The Events activity manages scheduled SQL jobs — server-side routines triggered on a recurring interval or a one-off timestamp. It is designed for the MySQL/MariaDB event scheduler and equivalent time-driven mechanisms on other dialects. Use it to automate housekeeping (log pruning, cache rebuilds, aggregate rollups) without leaving VisuaLeaf.

Quick Start

  1. Open the Events activity from a database's context menu.
  2. Click Create Event to reveal the new-event form.
  3. Enter a Name, pick a Schedule (recurring EVERY or one-time AT), and fill in the timing fields.
  4. Paste the SQL body — a single statement or a BEGIN ... END block.
  5. Click Create Event to submit; the row appears in the list on success.

Creating an Event

The form exposes every option the underlying CREATE EVENT DDL accepts:

FieldPurpose
NameIdentifier used to drop or ALTER the event later.
ScheduleRecurring (EVERY) or One-time (AT).
EveryNumeric interval + unit (SECOND, MINUTE, HOUR, DAY, WEEK, MONTH, YEAR).
StartsOptional first execution timestamp (recurring events).
EndsOptional last-run boundary.
Execute atSingle-shot execution timestamp (one-time events).
SQL BodyThe statement(s) to run when the event fires.

Recurring Example

CREATE EVENT purge_stale_logs
ON SCHEDULE EVERY 1 DAY
STARTS '2026-07-15 02:00:00'
ENDS   '2027-07-15 02:00:00'
DO
    DELETE FROM logs WHERE created_at < NOW() - INTERVAL 30 DAY;

One-time Example

CREATE EVENT nightly_reindex_2026_07_15
ON SCHEDULE AT '2026-07-15 03:00:00'
DO
    OPTIMIZE TABLE orders;

Managing Existing Events

Every event in the database appears as its own card in the list.
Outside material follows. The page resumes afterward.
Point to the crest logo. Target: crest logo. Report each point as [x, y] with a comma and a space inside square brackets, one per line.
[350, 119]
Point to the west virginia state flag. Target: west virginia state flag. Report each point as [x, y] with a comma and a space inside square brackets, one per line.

Each card shows the event name and a Drop action. Dropping asks for confirmation, then executes DROP EVENT.

Prerequisites

  • MySQL / MariaDB: the event scheduler must be running. Verify with SHOW VARIABLES LIKE 'event_scheduler'; and enable it with SET GLOBAL event_scheduler = ON;.
  • Your user needs the EVENT privilege on the database.
  • Other dialects vary: PostgreSQL relies on pg_cron, SQL Server uses SQL Agent jobs, Oracle uses DBMS_SCHEDULER. Where the driver exposes these as events, they are surfaced here; otherwise the activity is disabled.

Tips

  1. Prefix event names to make cleanup easier: evt_daily_..., evt_hourly_....
  2. Wrap multi-statement bodies in BEGIN ... END; the editor accepts either form.
  3. For destructive events (deletes, drops), consider adding a DISABLE state via the SQL Editor while you validate — you can re-enable with ALTER EVENT ... ENABLE.
  4. Combine with the Procedures activity: have the event call a stored procedure to keep the schedule and the logic decoupled.